Kaeser has admittedly been busy. Last year he merged the German group's wind-power division with rival Gamesa to form Madrid-listed Siemens Gamesa, and in September he struck a deal to combine rail operations with France's Alstom. Siemens will own 50 percent of the shares in the train business to be listed in Paris. It will retain at least 80 percent of Healthineers, according to Reuters. The theory behind the spinoffs is that putting a market price on the subsidiaries should ease the 90 billion euro conglomerate's discount to the sum of its parts, estimated at 26 percent by Baader Helvea analysts.
Including net debt and minority interests, Siemens' enterprise value is 101 billion euros, or 11.4 times its 2018 fiscal-year operating profit as forecast by Morgan Stanley. Strip out 40 billion euros for Healthineers and 2.4 billion euros of operating profit, again using Morgan Stanley estimates, and the rest of Siemens is valued on a multiple of 9.4. That's below the sector's near-13 times average multiple according to Eikon. If investors give full credit for the rest of Siemens after its Healthineers float, Siemens' share price would merit a 23 percent hike.

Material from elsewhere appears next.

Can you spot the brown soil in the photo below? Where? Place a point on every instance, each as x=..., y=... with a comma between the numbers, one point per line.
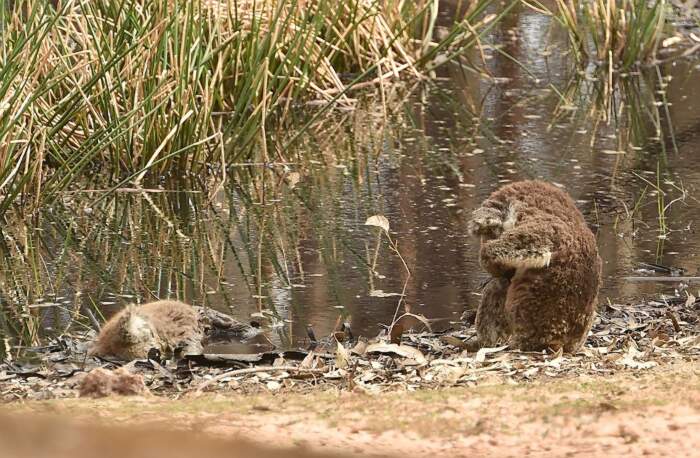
x=653, y=412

In reality things may be more complicated. After Siemens has floated its rail, wind-power and healthcare units, shareholders seeking exposure to those very different sectors can simply buy shares in the listed subsidiaries. Investors in the parent, however, would be forced to own stakes in disparate companies well outside Siemens' core businesses supplying machinery and automation software to factories and energy companies. As a result, the market would probably mark the stock down relative to less convoluted peers.
Kaeser might say that there are synergies between the different subsidiaries. But investors tend to be sceptical of such arguments short of a thorough accounting of resulting cost savings and the like. Absent that detail, a breakup would look like a more logical step.
Siemens on February 19 said the planned initial public offering of its Healthineers medical technology division will be completed in the first half of 2018, "subject to capital market conditions". The offering, which could value the business at around 40 billion euros including debt according to Reuters, will consist of shares currently held by Siemens.